Typical of the new breed of Japanese city car is the Mitsubishi Dangan. Big enough inside for four six-footers, it is only nine inches longer than the Mini - but there the similarities stop. The Dangan's tiny 660cc engine has twin camshafts, an intercooled turbocharger, five-valves per cylinder totalling 20 valves and multi-point fuel injection. It revs to a terrifying 9,000rpm. If this were not enough, the Dangan (which means bullet in Japanese) has a permanent four-wheel-drive system, air conditioning, power steering, anti-lock brakes and electric windows.

Mitsubishi UK has imported just one Dangan to show us Brits how the Japanese are tackling their appalling traffic problems. It is sold in the 'K-class sector, where engine size is limited to 660cc, producing no more than 64bhp.

About 1.6 million K-cars are sold in Japan each year (the total UK market is only 1.8 million). Competitors for the Dangan come from manufacturers like Daihatsu, Mazda and Honda.

The Japanese government offers incentives such as free parking to Tokyo motorists willing to buy one of the minicars.

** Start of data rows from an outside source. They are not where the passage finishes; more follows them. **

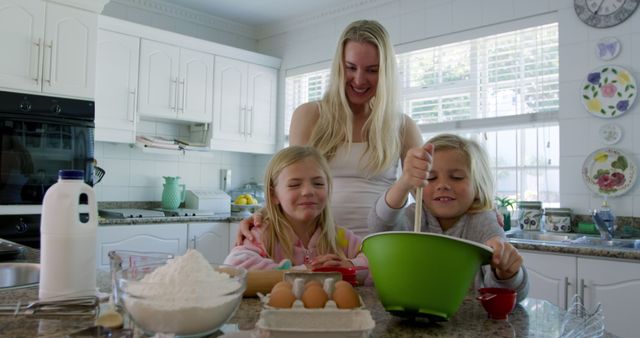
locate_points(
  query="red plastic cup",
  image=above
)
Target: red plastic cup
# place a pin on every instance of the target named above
(497, 302)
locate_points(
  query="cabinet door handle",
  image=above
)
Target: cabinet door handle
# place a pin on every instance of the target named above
(566, 292)
(250, 121)
(243, 120)
(50, 46)
(183, 93)
(37, 61)
(173, 84)
(133, 100)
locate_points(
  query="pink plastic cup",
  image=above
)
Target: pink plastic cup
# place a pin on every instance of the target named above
(497, 302)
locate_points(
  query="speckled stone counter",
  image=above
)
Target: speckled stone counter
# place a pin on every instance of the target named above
(576, 249)
(531, 318)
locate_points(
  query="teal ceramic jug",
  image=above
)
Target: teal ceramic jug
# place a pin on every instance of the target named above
(173, 192)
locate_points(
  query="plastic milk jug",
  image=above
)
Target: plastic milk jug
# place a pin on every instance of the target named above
(68, 241)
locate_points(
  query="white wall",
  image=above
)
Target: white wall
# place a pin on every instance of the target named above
(136, 175)
(412, 22)
(175, 19)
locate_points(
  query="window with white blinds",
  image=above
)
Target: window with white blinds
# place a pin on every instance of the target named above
(501, 90)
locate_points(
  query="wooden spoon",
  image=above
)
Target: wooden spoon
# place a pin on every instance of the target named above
(418, 217)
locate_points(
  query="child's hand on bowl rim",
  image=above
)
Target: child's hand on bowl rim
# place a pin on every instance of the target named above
(329, 260)
(506, 260)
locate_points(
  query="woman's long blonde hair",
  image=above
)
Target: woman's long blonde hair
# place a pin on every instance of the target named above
(278, 227)
(479, 168)
(383, 128)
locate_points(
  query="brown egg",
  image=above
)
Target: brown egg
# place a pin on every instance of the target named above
(312, 282)
(282, 298)
(342, 284)
(346, 297)
(314, 297)
(282, 284)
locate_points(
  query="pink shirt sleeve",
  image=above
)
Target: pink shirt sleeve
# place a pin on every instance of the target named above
(351, 244)
(251, 255)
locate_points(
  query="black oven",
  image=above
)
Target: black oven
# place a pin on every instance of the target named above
(39, 135)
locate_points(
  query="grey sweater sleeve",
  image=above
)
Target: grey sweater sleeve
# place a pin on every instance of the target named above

Their simple, but nevertheless effective philosophy is that roads and parking areas will be less congested if the majority of urban motorists are driving small cars.

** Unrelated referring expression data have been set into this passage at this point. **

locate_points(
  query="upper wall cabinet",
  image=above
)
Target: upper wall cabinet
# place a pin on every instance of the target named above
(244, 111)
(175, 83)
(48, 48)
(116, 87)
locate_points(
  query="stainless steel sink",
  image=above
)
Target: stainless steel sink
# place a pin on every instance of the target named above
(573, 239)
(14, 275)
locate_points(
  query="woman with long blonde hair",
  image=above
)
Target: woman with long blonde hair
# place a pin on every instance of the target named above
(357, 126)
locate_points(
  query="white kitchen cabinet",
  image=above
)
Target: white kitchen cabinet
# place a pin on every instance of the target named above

Despite the efforts of Mitsubishi UK, however, Londoners must wait until the end of the century, when import quotas from Japan are abolished, before they can buy the new breed of K-car.

European sensitivity over Far Eastern imports is running at a record high level, and any increase in the quota would be too politically sensitive in countries like Italy and France.

But the demand is certainly present - especially in London. As the Mitsubishi UK spokesman David Miles says: 'The response has been incredible - the only people who are not interested appear to be the Government.